La couleur du timbre varie du bleu terne, bleu pâle au bleu foncé sur un papier assez uniforme blanchâtre. Les timbres imprimés durant la Commune se distinguent par la teinte jaunâtre assez marquée du papier.
Un retirage spécial «dit Granet» non dentelé et non gommé sera réalisé en 1887 dans une couleur bleu laiteux, en impression fine, et en bleu foncé vif.
Un tirage spécifique non dentélé gommé à destination des colonies a été réalisé en 1871, pour remplacer les timbres au type «Aigles des Colonies» de 1859.

Cérès dite du « Siège de Paris », 40 centimes orange

Le 40 centimes orange a été mis à la disposition des usagers le 18 octobre 1870 dans les bureaux de la capitale uniquement dans un premier temps, puis sur l’ensemble du territoire après le 15 février 1871.
Le tirage total de cette valeur est de 54 242 700 exemplaires. Le créateur de l’illustration est le graveur Désiré-Albert Barre. Ces timbres sont imprimés en typographie à plat, en feuille de trois cents exemplaires, divisée en deux panneaux de 150 timbres (15 lignes de 10 timbres) séparé par une marge.
Son usage prévu était l’affranchissement des lettres de 10 à 20 grammes. Il a été également utilisé dans les liaisons internationales sur de très exceptionnels courriers à ces destinations et sortis de la capitale par ballons montés, puis dans cet usage après le 28 janvier 1871 à l’issue du siège. Il correspondait notamment au tarif à destination de l’Allemagne, et donc au maintien du trafic entre les régions voisines de l’Alsace Lorraine.
Son usage normal a été assez tardif, six tirages ont été réalisés au total (répartis entre 1870 et 1876). En effet, il a fallu attendre 1878 pour disposer d’une faciale analogue au type Paix et Commerce.
La teinte des timbres varie notablement au cours de ces six années d’impression, elle varie d’un orange jaunâtre pâle (en 1872), quasiment jaune en 1874, jusqu’à un orange très foncé et très couvrant (en 1876). Le premier tirage réalisé durant le siège est très difficile à distinguer des suivants : la couleur orange présente une pointe de rose, et le papier de mauvaise qualité par rapport aux autres tirages est jaunâtre. Le papier teinté dans la masse reste dans tous les tirages peu coloré : jaune ou paille, voire blanchâtre dans certains cas.
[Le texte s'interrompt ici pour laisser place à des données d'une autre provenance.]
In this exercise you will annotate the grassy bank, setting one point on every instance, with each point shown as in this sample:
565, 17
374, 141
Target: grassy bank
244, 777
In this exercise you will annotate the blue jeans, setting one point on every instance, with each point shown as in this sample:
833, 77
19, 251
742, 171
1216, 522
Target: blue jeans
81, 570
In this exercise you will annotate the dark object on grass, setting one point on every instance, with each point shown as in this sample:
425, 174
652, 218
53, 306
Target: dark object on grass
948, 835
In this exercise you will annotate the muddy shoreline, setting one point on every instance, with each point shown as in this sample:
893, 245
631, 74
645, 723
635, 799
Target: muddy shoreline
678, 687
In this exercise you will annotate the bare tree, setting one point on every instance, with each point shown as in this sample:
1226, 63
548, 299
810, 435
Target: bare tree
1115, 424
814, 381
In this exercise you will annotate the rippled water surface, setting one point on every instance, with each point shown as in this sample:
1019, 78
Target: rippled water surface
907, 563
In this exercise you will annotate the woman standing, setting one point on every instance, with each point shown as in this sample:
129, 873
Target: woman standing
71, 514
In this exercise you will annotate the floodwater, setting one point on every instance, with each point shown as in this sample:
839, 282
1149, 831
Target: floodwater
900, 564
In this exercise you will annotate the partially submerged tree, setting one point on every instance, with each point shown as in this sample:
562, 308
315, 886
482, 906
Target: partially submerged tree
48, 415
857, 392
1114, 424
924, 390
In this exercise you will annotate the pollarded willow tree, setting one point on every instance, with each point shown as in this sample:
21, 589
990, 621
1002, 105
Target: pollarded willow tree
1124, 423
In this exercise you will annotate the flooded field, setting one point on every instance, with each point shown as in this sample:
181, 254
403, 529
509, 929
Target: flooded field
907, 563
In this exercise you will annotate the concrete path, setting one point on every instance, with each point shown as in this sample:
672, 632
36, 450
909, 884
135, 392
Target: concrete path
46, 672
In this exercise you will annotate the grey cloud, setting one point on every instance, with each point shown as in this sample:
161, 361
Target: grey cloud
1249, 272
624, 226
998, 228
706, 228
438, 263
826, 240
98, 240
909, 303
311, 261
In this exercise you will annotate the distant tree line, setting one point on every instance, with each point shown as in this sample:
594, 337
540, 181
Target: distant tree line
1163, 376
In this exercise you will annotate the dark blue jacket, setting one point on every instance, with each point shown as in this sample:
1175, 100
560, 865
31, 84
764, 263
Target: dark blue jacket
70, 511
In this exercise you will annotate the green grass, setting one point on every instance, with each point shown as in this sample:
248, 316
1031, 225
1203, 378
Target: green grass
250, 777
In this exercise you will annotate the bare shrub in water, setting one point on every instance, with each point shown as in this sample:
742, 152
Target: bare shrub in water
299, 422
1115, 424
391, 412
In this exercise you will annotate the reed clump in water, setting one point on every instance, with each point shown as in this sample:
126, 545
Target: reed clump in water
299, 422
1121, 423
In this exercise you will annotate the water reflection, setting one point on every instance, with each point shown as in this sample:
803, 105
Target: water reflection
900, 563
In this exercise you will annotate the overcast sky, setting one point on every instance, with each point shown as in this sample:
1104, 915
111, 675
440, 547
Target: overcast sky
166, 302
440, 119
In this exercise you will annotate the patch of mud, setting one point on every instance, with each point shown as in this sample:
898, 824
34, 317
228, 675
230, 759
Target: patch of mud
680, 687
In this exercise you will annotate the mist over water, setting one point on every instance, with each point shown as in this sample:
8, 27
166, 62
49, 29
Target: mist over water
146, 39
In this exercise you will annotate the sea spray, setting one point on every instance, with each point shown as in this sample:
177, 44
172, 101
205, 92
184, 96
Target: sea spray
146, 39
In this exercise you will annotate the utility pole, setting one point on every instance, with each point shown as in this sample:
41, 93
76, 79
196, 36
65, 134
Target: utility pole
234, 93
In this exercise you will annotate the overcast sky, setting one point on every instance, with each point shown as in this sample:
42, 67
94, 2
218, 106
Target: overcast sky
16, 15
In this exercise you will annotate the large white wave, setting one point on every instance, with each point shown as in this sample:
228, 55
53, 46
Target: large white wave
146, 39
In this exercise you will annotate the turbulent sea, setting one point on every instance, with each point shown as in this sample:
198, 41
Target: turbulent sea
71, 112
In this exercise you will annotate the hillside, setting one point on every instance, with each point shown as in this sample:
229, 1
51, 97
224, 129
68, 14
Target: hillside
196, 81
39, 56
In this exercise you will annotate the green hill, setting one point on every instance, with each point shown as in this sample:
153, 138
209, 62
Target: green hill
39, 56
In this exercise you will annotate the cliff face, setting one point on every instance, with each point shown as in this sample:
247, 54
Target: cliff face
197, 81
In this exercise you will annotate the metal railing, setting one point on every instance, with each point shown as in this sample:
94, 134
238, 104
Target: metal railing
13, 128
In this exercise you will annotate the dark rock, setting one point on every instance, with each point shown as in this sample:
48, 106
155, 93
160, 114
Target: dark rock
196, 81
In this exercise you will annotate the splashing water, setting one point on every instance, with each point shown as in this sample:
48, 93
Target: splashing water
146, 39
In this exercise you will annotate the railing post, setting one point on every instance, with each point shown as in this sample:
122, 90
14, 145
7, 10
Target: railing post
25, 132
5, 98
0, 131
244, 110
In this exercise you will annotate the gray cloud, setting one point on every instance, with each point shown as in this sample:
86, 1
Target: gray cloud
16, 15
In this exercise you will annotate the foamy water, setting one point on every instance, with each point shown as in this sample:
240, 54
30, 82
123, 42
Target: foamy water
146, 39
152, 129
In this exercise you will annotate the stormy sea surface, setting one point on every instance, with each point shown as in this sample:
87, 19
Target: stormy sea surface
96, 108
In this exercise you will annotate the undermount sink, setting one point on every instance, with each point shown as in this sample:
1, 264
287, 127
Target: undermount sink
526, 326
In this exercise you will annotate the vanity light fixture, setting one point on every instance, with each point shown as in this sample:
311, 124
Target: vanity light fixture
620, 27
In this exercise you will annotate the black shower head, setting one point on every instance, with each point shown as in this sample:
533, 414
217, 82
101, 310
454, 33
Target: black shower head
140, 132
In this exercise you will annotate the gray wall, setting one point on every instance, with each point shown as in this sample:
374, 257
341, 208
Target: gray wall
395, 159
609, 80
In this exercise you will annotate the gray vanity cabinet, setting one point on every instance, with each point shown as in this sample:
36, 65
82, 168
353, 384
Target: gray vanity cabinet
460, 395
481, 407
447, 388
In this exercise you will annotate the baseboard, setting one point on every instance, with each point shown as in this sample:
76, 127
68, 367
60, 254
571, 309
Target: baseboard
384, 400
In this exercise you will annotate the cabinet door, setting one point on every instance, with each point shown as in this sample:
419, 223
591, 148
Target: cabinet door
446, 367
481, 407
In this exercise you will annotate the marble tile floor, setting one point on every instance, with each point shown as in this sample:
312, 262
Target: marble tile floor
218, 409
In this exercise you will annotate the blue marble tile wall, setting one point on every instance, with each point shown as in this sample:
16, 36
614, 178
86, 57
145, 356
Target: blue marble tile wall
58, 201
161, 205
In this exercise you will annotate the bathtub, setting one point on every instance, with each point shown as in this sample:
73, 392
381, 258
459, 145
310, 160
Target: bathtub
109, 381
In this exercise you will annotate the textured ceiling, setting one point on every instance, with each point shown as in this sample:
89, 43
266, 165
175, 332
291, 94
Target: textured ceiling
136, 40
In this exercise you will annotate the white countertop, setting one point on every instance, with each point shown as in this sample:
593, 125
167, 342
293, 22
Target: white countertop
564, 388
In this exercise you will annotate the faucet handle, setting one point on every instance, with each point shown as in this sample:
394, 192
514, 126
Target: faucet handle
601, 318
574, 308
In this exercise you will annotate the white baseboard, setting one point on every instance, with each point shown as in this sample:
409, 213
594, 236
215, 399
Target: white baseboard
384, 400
Les planches présentent toujours les variétés « 4 retouchés » aux cases 146 et 147, mais aucun tête-bêche.
Un tirage spécifique non dentelé gommé, a été réalisé en novembre 1871, en remplacement des timbres au type «Aigles des Colonies» de 1859. Ce tirage est parfois confondu avec les timbres métropolitains émis en 1850.